Wednesday, January 16, 2008

LISSA’S: Just more proof that Lee Scott is KILLING Wal-Mart

Wal-Mart Alters Regular Saturday Meeting


The legendary Saturday morning meetings that have long been at the heart of the Wal-Mart culture will dwindle to just one meeting per month.

And executives won't be funneling into the home office for the soon-to-be monthly meetings, but will gather down the road at Bentonville High School where a larger auditorium can house the growing crowd of department managers required to attend.

Wal-Mart confirmed the news, announced Saturday at the meeting, but declined to make further comments as "details have not been worked out," a company spokeswoman said.

To many, the move signifies the end of the Sam Walton era. Sam Walton strongly believed in the value of the Saturday morning meetings as a time to communicate, plan strategy and gain a competitive advantage.

Wal-Mart on its Web site describes the meetings as "the pulse of our culture."

The meetings are part entertainment and part hard-core business, according to a description found on the Wal-Mart Web site. The meetings are as famous for their celebrity cameos and Wal-Mart cheer as they are for hatching and implementing new ideas while competitors lined up the first tee on the golf course... "I believe if you want to understand Wal-Mart, the Saturday morning meeting is the culture personified," said Michael Bergdahl, international speaker and author on Wal-Mart culture, said Monday in a phone interview. "It's really larger than life. The Saturday morning meeting equals competitive advantage."

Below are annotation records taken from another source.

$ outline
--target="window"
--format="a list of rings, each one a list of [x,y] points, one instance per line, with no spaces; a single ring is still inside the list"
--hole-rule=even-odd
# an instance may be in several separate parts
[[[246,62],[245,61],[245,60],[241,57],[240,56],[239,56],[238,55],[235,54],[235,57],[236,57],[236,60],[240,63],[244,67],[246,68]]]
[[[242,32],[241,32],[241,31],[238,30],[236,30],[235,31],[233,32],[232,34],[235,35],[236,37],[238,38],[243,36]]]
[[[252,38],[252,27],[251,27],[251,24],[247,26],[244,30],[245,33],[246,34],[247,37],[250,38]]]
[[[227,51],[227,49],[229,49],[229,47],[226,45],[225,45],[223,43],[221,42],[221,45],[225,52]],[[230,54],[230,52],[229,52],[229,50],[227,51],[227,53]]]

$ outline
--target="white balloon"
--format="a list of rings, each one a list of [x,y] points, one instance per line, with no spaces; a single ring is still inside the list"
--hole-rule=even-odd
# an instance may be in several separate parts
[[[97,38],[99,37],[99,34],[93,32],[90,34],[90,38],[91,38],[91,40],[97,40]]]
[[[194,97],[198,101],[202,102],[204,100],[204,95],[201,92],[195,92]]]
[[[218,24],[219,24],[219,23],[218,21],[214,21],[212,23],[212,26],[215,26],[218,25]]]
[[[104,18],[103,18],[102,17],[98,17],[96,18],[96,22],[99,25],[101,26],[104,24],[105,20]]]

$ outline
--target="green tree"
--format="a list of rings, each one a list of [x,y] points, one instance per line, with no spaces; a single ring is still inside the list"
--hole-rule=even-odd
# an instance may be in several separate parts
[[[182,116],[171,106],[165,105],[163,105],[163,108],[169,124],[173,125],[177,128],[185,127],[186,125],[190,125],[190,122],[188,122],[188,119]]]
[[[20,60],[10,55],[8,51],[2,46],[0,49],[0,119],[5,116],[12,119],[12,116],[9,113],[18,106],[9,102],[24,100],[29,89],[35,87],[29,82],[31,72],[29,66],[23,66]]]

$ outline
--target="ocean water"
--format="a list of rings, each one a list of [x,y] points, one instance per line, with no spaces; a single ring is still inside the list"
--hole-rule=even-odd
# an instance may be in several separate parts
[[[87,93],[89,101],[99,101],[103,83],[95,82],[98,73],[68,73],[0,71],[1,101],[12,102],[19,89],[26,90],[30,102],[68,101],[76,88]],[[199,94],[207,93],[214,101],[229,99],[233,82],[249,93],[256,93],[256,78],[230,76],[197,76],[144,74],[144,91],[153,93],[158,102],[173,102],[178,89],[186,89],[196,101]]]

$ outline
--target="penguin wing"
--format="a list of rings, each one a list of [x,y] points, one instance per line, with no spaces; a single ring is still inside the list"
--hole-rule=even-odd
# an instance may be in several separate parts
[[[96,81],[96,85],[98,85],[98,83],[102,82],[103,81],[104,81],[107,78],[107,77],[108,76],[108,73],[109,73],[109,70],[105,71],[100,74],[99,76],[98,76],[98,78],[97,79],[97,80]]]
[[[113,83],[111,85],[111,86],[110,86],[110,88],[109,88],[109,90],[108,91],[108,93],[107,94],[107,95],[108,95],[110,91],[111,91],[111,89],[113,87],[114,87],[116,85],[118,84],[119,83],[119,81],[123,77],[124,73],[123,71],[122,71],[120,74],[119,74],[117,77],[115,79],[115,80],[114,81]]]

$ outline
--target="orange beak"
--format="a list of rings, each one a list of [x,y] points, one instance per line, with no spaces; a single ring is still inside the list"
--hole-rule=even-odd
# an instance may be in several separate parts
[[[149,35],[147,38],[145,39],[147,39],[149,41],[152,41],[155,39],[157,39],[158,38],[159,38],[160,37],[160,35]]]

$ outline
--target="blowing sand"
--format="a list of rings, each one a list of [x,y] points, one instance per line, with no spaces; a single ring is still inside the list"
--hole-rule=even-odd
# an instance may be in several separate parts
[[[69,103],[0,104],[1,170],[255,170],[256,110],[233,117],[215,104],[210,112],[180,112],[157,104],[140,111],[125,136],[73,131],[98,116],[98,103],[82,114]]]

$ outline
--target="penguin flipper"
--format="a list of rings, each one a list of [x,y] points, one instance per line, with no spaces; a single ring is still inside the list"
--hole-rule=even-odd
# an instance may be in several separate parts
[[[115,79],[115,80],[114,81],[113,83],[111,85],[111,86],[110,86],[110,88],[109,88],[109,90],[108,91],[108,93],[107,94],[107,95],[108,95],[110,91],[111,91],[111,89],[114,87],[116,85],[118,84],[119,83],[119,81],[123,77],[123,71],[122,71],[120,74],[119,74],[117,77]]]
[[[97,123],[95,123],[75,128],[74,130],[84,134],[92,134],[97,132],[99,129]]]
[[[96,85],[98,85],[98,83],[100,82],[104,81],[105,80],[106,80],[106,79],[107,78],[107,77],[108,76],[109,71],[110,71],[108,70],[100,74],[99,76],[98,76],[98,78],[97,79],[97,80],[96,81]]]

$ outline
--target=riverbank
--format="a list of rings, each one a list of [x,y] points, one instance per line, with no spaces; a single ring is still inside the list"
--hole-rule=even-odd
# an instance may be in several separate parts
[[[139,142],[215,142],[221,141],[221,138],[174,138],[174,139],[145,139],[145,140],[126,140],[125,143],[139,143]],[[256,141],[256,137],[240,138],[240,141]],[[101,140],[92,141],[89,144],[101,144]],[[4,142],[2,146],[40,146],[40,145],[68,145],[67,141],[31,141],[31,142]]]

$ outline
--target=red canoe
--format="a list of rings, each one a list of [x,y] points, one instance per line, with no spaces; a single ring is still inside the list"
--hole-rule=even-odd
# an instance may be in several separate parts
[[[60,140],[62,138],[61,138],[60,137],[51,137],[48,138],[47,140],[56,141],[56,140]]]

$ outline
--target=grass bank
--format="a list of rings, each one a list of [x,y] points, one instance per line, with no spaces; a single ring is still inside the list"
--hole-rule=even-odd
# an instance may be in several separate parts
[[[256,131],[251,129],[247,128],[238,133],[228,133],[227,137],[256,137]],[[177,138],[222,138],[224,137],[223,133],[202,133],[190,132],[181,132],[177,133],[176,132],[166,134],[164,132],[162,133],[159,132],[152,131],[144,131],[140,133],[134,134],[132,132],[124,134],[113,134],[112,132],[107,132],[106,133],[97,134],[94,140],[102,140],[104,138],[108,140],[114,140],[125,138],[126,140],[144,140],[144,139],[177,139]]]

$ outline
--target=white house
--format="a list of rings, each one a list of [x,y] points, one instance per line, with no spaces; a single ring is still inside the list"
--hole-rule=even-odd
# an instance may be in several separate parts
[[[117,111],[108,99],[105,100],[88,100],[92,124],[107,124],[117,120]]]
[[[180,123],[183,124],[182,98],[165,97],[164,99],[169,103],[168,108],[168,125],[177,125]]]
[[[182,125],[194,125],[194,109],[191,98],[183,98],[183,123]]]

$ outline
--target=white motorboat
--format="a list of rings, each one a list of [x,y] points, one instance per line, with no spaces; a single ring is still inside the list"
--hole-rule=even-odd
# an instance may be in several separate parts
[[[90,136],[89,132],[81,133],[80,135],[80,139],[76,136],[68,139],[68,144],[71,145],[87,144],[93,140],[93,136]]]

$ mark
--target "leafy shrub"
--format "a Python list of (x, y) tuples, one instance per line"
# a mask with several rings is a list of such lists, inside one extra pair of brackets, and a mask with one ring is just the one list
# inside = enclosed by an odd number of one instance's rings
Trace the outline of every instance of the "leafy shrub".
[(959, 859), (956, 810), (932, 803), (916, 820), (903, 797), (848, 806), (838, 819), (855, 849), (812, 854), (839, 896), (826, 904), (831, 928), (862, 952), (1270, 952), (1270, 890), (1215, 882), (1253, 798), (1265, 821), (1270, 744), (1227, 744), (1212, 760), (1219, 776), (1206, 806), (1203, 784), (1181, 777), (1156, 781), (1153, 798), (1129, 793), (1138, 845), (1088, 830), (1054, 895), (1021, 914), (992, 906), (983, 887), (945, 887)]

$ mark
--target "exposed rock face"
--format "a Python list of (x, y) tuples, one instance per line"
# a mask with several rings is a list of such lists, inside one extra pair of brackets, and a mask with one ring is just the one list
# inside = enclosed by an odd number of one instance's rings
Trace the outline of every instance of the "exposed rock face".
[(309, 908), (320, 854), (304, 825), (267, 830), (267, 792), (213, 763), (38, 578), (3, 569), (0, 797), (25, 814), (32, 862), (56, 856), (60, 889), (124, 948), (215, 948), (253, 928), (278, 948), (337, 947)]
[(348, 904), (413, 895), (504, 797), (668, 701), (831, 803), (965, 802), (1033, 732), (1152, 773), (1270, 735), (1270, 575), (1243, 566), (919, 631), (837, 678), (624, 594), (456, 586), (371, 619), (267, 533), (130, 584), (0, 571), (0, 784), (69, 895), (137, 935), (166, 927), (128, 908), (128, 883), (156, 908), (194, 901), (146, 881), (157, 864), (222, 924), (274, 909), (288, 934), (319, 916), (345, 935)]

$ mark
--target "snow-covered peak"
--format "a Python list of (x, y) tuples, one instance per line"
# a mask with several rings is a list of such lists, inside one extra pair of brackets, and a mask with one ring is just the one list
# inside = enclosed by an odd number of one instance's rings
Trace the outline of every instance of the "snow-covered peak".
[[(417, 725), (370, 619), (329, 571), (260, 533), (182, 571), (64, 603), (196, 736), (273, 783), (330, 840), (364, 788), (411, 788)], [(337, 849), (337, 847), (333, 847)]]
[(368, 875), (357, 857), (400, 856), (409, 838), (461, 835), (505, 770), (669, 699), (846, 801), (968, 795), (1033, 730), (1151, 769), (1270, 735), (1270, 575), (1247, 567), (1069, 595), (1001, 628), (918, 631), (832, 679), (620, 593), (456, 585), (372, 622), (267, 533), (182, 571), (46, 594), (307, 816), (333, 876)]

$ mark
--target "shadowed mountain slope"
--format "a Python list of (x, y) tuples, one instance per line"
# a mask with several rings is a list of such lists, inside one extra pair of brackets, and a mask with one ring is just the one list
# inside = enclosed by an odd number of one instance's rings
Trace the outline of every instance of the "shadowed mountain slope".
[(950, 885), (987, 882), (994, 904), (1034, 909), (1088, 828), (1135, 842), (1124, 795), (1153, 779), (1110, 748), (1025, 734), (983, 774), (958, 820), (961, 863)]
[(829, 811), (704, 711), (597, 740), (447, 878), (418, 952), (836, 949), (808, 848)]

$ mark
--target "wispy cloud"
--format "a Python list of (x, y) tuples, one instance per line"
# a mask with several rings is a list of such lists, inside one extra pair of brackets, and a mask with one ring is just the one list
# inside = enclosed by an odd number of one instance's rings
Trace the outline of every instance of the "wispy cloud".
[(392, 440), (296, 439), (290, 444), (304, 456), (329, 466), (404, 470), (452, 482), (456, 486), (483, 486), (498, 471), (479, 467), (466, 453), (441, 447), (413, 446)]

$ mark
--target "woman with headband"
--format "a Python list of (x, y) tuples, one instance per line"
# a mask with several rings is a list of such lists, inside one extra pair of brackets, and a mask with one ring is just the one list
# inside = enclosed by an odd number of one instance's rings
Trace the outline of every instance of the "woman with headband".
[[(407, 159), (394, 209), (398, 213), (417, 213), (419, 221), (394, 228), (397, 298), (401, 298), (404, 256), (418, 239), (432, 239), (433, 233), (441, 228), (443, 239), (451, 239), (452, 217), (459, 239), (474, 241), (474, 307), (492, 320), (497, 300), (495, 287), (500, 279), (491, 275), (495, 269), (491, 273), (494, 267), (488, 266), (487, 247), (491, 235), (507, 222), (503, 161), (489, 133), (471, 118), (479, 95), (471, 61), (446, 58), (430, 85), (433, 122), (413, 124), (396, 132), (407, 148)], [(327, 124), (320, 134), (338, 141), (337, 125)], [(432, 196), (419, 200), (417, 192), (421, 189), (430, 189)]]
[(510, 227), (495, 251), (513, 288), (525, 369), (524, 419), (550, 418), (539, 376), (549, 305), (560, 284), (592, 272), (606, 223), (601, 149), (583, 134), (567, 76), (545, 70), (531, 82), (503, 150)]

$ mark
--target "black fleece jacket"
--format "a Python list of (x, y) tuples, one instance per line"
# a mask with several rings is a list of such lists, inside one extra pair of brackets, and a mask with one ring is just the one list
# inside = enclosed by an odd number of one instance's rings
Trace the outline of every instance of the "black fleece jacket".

While most corporations meet quarterly, Wal-Mart devoted 52 Saturdays per year to critique the business, debate management philosophy and strategy, correct weaknesses and share ideas.

"Sam Walton used to say, 'What makes us different is what makes us great,' and I think that's what the Saturday morning meeting was all about," said Bergdahl, who worked under Sam Walton as director of people. "It fundamentally changes the culture and makes them more like everybody else."

As the retail playing field levels, some speculated the meetings may no longer serve their purpose.

Patricia Edwards, portfolio manager with Seattle-based Wentworth, Hauser and Violich, said the time managers spend at the meeting could be used more effectively and profitably outside the meetings, working with suppliers or in the stores.

But it also may indicate a new kinder, gentler Wal-Mart that cares about the quality of life for its employees. Saturday morning meetings are viewed as less than family friendly and maybe a bit too demanding to managers that already work long weeks.

"I think the regular meetings may not be viewed as essential to accomplishing what Wal-Mart wants to accomplish," said Kurt Barnard, president of Barnard Consulting Group in Nutley, N.J. "You have to remember one thing -- Wal-Mart today is a very different company from what it was when Sam Walton started and ran it, and so perhaps Wal-Mart needs a different approach. Clearly the needs of a company such as Wal-Mart today are vastly different when compared with the kind of company that Wal-Mart was 40 years ago."

In recent years, the cultural changes of the world's largest retailer have become increasingly obvious, and haven't come without scrutiny.

Wal-Mart has eliminated layaway and customer service call centers for Web purchases, reduced fabric departments, and made a poorly-received attempt to offer upscale apparel, which alienated its core lower-income shopper.

The end of Saturday morning meetings was viewed by many as the end of Wal-Mart culture the Sam Walton way. But not to Don Soderquist, a former Wal-Mart executive.

"We shouldn't make that big of a deal of it," Soderquist said Monday. "If Wal-Mart thinks it's the appropriate thing to do then that's what they're going to do."

Sources speculated what the company's motivations might have been for the sudden end to Saturday morning meetings, but were openly troubled that whatever the reason, it signifies a new era for Wal-Mart.

"I think the Sam Walton recipe for that culture is something nobody should mess with, and (Lee Scott, chief executive officer) messed with it, and it's done and changed forever," Bergdahl said.